Вернулся в дом своей матери, там, не раздеваясь, лег на кровать. В комнате, которая была когда-то его детской, а теперь мать приспособила ее под кладовку, забив почти до потолка разным хламом. Но кровать сыну оставила. Вот именно в этой комнате, на этой кровати, и спал Игнат, когда Даша выставляла его из дома, на время его болезней.

«Во что я превратился, кем стал? – думал Игнат, уставившись в темноту и даже не моргая. – Я ж не человек, не мужик вообще. Чего я сегодня привязался к бедной Алисе, твердил ей – проснись да проснись… Это ж я сплю наяву, у меня летаргия уже годами, даже десятилетиями длится. У меня ничего нет, кроме моей работы, и я никому не нужен. Ни родной матери, ни любимой женщине. Они мне нужны, да, я для них худо-бедно, но старался, только вот это была игра в одни ворота. А чего бы мне не уехать отсюда, например?»

Дарья пусть сама крутится – не жена она. Тем более никто у нее не болеет и не умирает в семье, к счастью, с детьми тоже все в порядке. Платить за образование Люды, которое той самой не нужно? Затем за образование Маши, мечтающей о карьере дизайнера-модельера и при этом даже занавески не способной подшить? Потом за Колю платить, который наушники из ушей не вынимает и все время в телефоне?
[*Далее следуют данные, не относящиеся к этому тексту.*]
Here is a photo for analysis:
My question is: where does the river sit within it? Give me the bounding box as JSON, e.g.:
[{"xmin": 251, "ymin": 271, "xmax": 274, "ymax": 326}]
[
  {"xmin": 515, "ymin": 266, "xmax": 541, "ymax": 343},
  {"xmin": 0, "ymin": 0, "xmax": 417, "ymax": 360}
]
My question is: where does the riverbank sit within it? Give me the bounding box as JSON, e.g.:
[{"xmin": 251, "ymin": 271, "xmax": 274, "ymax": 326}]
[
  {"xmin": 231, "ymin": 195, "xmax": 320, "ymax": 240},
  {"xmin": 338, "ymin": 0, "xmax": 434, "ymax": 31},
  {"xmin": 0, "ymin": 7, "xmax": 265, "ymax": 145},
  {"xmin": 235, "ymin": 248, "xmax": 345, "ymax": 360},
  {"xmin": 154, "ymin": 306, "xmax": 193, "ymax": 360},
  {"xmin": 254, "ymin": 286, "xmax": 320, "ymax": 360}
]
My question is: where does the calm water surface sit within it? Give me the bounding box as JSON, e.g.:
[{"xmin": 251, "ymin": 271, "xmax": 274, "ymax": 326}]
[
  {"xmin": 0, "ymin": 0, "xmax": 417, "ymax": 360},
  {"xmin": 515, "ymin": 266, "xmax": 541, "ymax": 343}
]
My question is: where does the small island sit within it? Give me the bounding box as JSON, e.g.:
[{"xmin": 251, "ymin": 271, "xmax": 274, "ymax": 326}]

Может быть, самое правильное – перестать спонсировать этот бардак? Тогда люди, возможно, задумаются о своей жизни, как-то изменят ее… Недаром же говорят, что путь в ад устлан благими намерениями. Игнат оплачивал все «хотелки» детей Дарьи, и Дарьины в том числе, а они относились к этому как к чему-то само собой разумеющемуся. И не задумывались о своем будущем. Игнат их своей помощью просто развращал.

Вообще, Люда, она хоть раз сказала спасибо Игнату, оплачивающему ее институт? Хоть один одобрительный смайлик ему в мессенджер, после оплаты всех ее счетов, прислала?

Нет.

А Игнат ей ни слова в упрек. Из серии зачем ждать благодарности, мужик же, должен…

Не должен.

И своей матери, Ларисе Игоревне, он тоже ничего не должен.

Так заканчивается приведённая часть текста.